Quelle vie de Chien! Pourquoi la vie d'un homme a t-elle été aussi longtemps comparée à celle d'un clebs? Qu'est ce qui le lie à cet animal? L'Homme est une évolution en continuelle dégénérescence, il est né prédateur, mais ce n'est qu'un loup à quenottes. Un être dont l'existence est attachée à un foyer, à un toit, à une écuelle, à une chaîne. L'être pourra toujours aboyer, gémir après les menaces, après le sort qui s'acharne. La seconde étude de "
Barabbas" ne porte pas sur le chien, mais bel et bien sur l'être humain. Après son saillant éponyme de 2011, qui avait porté au grand jour un doom metal typé stoner entièrement bâti dans la langue de molière, une véritable curiosité en soi, "
Barabbas" comptait bien aller plus loin et frapper plus fort les consciences. Paix à notre âme! Le second office fut venu pour le groupe francilien, alors constitué en quatuor. "
Messe pour un Chien", entièrement autoproduit en 2014 à Savigny-Le -
Temple, était destiné à faire trembler les pierres. A défaut de faire revenir les morts à la vie, il ramène l'Humain à son animalité primaire.
L'introduction intitulée "La Malédiction de Sainte Sélène" ouvre par une marche nonchalante, ponctuée par quelques cris de corbeaux. Puis le couperet tombe, l'atmosphère devient subitement pesante comme si nous avions eu à passer les portes des Enfer. On entend alors narrer un passage d'Essaïe, extrait de la Bible et faisant référence directe à l'ange
Lucifer. Le ton est donné. Dans cette pénombre, nous est ensuite donné un choix "Le Couteau ou l'Abîme", difficile choix. Ce second morceau s'illustre par sa lourdeur et ses sonorités graveleuses. Le chant prend des airs fantomatiques, comme si lui avait déjà choisi au préalable et nous invitait à l'accompagner dans sa demeure solitaire. Le périple, d'abord intimidant, au pas à pas, gagne en seconde partie de piste en intensité. Le périple était sinueux, il devient palpitant. Ce sentiment de dérive se retrouve sur l'extrait "Priez!", peut-être moins soumis à l'obscurité, mais toujours aussi heurtant.
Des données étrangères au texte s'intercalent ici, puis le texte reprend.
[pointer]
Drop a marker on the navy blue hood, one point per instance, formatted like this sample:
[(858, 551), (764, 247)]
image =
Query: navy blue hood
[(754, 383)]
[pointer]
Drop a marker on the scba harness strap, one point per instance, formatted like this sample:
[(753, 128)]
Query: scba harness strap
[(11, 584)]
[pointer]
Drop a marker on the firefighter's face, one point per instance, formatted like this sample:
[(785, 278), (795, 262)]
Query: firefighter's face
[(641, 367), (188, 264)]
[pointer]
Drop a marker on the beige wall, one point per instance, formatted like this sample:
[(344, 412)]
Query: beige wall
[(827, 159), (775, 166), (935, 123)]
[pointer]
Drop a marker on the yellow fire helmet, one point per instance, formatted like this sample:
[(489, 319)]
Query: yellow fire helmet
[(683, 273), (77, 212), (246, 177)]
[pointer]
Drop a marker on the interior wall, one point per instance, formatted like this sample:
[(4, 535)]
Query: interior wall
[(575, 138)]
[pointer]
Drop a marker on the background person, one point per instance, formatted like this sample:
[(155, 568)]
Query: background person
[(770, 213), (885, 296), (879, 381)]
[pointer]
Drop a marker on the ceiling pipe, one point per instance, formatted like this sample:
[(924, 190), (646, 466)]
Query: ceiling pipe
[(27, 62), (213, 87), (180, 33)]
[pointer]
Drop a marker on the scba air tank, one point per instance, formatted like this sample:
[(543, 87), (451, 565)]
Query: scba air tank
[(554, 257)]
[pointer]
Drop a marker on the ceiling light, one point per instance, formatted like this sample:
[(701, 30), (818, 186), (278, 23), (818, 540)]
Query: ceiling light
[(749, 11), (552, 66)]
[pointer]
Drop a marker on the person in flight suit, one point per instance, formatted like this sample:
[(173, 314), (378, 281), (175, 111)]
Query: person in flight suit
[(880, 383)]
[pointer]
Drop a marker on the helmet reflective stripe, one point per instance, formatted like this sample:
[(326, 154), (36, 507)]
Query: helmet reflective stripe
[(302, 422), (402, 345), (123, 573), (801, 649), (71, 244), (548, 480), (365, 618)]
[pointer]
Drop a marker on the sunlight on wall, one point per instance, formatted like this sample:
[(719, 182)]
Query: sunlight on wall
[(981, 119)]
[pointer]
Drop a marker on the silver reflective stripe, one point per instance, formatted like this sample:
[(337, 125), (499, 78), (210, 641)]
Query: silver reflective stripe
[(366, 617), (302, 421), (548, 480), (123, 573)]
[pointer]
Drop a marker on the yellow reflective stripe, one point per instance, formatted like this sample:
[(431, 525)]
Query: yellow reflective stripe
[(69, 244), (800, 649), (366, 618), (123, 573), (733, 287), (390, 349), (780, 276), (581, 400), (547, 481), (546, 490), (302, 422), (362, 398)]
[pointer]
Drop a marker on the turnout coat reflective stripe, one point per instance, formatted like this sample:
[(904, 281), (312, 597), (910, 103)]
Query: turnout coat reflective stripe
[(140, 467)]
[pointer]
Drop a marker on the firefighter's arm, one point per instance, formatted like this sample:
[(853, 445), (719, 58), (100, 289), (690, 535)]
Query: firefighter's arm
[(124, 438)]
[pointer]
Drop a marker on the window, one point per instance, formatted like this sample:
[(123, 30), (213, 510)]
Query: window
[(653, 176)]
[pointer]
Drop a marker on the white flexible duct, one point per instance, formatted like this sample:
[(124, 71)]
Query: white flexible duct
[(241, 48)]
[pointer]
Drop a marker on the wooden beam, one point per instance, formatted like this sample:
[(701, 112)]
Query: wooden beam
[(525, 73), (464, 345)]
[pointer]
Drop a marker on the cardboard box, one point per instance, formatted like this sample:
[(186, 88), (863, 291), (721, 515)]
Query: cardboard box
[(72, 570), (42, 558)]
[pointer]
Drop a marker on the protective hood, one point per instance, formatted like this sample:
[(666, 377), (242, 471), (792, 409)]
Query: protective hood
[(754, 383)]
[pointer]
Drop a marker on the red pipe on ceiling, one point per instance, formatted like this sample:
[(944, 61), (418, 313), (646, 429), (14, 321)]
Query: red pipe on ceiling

Aussi en partie à cause des paroles.
Ils auront poussé jusqu'au blasphème, ne craignant visiblement aucun courroux à ce qu'on découvre à travers "Moi, le Mâle
Omega". Un titre aux riffs abrasifs, imposant une dynamique qui le ferait flirter avec un gros rock bien massif, bien bourrin. L'énergie est imparable, indomptable. On sent globalement une proportion stoner plus en retrait en comparaison de l'album qui a précédé. Il y en aurait néanmoins une proportion non négligeable sur le sulfureux "Le Sabbath dans la Cathédrale". A propos de cathédrale justement, on y cerne l'influence de la formation britannique "
Cathedral" dans ce morceau aguicheur, mais néanmoins menaçant. Un assez long extrait, qui emploie à son compte quelques airs planants, voire même orientalisants sur la partie instrumentale présente à partir du milieu de piste. Il n'est pas à douter que le dit morceau est spécialement conçu pour mettre le feu et la confusion parmi les spectateurs qui les suivront lors de concerts.
"
Barabbas" nous parle de la Femme; la pécheresse, la vendue, la malicieuse. Celle pour qui on voudrait crever, celle qui n'est là que pour notre plus grand malheur. Loin donc d'adopter tout discours féministe. Le disque nous rapporte uniquement les rapports de l'Homme avec ses perversions. On l'a très bien cerné avec "Moi, le Mâle
Omega", nous en avons une sombre et très efficace redite avec le tonique "La Beauté du Diable", revisitant au départ quelque peu le conte du chaperon rouge; Autre histoire d'un rapport entre l'innocence et la perversion. Le mâle était sûr de lui, mais le voila suppliant sur l'implacable "Judas Est une Femme", aux riffs nonchalants, dégageant une certaine sensualité perverse et addictive. Une tuerie, un meurtre, un supplice. Après le vice, il y a la mort, celle-ci nous accompagne dans ses lambeaux durant le lent et triste dernier morceau, une déshérence nommée "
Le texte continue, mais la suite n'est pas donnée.